28. Aug. 2014

28 Gesichter transplantiert – eine erste Bilanz

Die Verpflanzung eines Gesichtes ist nicht lebensrettend, sondern -verändernd. Teilweise sehr junge, sonst gesunde Menschen stehen danach lebenslang unter Immunsuppressiva – mit allen bekannten Risiken, was immer wieder zu ethischen Diskussionen führt. Umfassende Aufklärung, Einsicht und Motivation bezüglich der Folgen und der nötigen Rehabilitation sowie ein stabiles soziales Umfeld gelten als wesentliche Bedingungen für potenzielle Empfänger.

Chronische Abstoßung 
scheint kein Thema

Bei den bislang „bekannten“ 28 Patienten kam es im ersten Jahr nach der Operation zu akuten Abstoßungsepisoden, die durch die Behandlung mit Glukokortikosteroiden in den Griff zu bekommen waren. In der immunsuppressiven Dauertherapie bewährte sich Tacrolimus. Unter diesem Medikament konnten Steroide innerhalb weniger Monate reduziert und in einigen Fällen sogar ganz abgesetzt werden.
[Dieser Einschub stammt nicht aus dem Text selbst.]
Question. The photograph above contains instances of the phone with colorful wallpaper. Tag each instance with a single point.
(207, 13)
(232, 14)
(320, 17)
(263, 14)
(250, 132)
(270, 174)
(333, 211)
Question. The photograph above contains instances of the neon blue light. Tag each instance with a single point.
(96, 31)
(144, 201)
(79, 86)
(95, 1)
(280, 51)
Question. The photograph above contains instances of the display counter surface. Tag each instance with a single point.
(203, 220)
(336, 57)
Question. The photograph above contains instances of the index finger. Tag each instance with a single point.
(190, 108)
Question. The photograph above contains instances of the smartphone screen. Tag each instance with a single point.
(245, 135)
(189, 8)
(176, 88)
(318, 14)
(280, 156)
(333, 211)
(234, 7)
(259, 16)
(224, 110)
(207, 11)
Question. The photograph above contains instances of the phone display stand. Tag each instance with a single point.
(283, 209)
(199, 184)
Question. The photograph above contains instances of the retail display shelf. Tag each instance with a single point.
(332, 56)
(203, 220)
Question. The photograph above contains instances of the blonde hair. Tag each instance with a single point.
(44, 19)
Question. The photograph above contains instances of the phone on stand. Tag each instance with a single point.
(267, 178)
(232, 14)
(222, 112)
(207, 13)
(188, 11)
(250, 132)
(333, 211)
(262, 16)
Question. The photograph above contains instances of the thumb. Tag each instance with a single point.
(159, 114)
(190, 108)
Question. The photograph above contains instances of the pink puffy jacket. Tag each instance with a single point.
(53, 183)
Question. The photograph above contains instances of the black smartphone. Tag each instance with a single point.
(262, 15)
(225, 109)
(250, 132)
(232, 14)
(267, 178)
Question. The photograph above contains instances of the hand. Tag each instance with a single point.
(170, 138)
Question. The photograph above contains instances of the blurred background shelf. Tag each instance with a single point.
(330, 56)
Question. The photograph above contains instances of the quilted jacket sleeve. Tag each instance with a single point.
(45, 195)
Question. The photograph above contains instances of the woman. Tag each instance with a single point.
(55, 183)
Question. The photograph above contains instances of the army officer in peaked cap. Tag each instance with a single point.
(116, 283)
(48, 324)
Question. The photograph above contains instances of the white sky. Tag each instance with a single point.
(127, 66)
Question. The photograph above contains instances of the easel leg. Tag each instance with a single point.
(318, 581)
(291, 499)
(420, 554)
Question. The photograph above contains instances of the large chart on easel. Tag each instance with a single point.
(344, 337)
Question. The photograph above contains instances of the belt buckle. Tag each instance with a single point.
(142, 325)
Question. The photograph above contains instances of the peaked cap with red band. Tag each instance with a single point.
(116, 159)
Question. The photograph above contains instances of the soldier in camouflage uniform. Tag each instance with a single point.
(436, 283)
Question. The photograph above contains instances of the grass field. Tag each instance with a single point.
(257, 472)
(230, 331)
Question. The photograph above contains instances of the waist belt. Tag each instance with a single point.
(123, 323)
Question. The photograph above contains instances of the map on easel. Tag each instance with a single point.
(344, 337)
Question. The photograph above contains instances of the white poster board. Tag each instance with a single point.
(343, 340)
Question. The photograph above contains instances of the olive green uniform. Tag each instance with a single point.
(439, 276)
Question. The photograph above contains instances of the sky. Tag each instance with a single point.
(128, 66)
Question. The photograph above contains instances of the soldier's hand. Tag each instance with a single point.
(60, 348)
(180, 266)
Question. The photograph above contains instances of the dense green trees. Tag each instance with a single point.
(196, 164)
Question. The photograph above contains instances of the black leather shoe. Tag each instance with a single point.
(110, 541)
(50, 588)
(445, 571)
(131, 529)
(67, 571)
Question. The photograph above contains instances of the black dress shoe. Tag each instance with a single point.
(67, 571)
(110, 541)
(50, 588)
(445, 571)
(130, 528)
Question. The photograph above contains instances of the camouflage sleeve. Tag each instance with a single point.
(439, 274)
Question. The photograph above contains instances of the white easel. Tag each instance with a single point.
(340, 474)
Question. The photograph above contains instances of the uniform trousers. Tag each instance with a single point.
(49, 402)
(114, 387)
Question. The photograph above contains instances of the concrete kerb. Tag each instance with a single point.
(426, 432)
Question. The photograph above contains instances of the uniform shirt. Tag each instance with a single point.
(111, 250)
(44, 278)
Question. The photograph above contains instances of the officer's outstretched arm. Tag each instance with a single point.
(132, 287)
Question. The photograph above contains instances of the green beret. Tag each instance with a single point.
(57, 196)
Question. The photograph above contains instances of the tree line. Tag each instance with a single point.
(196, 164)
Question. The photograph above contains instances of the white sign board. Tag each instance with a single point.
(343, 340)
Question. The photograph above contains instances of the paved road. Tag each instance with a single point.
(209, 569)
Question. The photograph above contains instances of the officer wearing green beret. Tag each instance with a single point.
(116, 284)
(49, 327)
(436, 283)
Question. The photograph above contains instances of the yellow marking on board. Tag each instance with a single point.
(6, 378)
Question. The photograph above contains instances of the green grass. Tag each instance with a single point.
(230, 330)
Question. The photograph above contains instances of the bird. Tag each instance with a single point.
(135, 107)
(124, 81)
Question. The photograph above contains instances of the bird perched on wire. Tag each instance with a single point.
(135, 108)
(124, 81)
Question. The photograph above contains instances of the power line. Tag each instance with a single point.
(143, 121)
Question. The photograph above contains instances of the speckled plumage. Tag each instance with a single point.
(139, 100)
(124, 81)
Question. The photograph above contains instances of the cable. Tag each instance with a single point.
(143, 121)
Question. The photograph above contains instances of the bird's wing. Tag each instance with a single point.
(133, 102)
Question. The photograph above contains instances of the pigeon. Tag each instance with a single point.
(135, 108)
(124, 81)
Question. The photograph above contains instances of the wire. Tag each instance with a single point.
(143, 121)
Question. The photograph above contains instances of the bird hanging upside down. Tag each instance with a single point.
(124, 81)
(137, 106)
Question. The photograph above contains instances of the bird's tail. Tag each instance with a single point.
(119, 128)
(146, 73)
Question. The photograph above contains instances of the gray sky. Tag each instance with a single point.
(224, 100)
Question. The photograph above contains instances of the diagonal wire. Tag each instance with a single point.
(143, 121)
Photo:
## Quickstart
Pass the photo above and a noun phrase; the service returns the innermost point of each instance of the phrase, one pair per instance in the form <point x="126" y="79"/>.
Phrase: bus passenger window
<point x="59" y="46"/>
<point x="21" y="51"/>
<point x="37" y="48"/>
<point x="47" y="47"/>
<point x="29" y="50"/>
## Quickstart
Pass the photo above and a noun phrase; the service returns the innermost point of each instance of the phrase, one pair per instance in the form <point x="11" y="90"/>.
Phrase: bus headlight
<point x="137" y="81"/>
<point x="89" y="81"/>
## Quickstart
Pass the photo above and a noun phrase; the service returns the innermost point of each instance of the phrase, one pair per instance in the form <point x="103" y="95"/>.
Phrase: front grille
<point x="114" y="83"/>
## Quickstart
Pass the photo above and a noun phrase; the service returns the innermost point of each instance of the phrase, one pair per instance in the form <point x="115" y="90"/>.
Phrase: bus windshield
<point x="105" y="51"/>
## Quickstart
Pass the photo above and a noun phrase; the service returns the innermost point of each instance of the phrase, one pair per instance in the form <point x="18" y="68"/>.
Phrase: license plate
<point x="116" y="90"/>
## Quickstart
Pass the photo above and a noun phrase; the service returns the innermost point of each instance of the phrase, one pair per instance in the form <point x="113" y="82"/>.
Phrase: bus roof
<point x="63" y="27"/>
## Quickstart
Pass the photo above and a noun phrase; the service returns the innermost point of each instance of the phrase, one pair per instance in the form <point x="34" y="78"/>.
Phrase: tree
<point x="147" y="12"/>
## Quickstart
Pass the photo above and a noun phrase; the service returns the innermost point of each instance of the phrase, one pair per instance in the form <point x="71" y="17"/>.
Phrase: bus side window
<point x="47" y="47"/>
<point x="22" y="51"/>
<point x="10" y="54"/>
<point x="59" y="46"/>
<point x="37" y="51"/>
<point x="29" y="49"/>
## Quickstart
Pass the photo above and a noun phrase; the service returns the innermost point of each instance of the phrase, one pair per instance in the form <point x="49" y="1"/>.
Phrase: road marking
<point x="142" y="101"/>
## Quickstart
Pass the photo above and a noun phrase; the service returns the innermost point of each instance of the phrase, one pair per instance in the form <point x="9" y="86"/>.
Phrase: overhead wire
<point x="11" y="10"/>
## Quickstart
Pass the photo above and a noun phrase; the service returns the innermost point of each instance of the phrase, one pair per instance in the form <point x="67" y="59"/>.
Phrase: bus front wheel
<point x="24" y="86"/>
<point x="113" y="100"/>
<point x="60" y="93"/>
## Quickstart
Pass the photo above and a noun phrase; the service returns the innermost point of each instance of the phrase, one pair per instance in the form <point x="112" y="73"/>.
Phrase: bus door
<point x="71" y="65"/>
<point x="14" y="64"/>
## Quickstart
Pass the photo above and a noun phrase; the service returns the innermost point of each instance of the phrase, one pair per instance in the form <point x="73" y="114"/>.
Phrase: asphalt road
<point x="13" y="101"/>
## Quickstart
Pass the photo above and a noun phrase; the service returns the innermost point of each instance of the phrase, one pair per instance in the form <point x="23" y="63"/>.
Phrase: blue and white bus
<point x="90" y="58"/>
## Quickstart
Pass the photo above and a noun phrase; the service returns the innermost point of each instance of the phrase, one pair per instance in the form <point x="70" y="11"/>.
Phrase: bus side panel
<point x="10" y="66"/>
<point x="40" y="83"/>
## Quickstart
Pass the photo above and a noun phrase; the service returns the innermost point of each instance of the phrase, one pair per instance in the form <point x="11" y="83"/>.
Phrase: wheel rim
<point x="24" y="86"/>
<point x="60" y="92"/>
Dass akute Abstoßungen im Gesicht besonders schnell auffallen und entsprechend rasch eine Reaktion erfolgt, mag ein Grund dafür sein, dass chronische Abstoßungsreaktionen eher ausblieben, schreiben Kollegen der University of Maryland Medical Center in Baltimore.

Empfindungen schon drei Monate nach Transplantation

In allen berichteten Fällen ließen sich große Erfolge im Hinblick auf sensorische und motorische Fähigkeiten verzeichnen. Die Rückkehr von Empfindungen begann teilweise schon drei Monate nach der Gesichtstransplantation, für die (mimische) Beweglichkeit brauchte es in der Regel sechs bis acht Monate.

Entscheidenden Anteil am funktionellen Outcome hatte der Schluss von Maxilla und Mandibula. Die simultane Verpflanzung beider Kieferteile brachte die besten Ergebnisse. Eine umfassende Rehabilitation mit Sprechtraining, Bewegungsübungen und sensorischer Re-Edukation begünstigt die kortikale Reorganisation sowie das Wiedererkennen und die Integration von transplantierten Muskeln in den motorischen Kortex.

Weniger Depressionen zur Folge

Was die Folgen für die Psyche betrifft, haben alle bisher Betroffenen erheblich profitiert. Weniger Depressionen und signifikante Besserungen von Körperbild, Selbstwahrnehmung und sozia­ler Wiedereingliederung ließen sich verzeichnen. Anfängliche Bedenken in Bezug auf Depersonalisierungsgefühle gegenüber dem fremden Gesicht oder der Spender­identität konnten nicht bestätigt werden.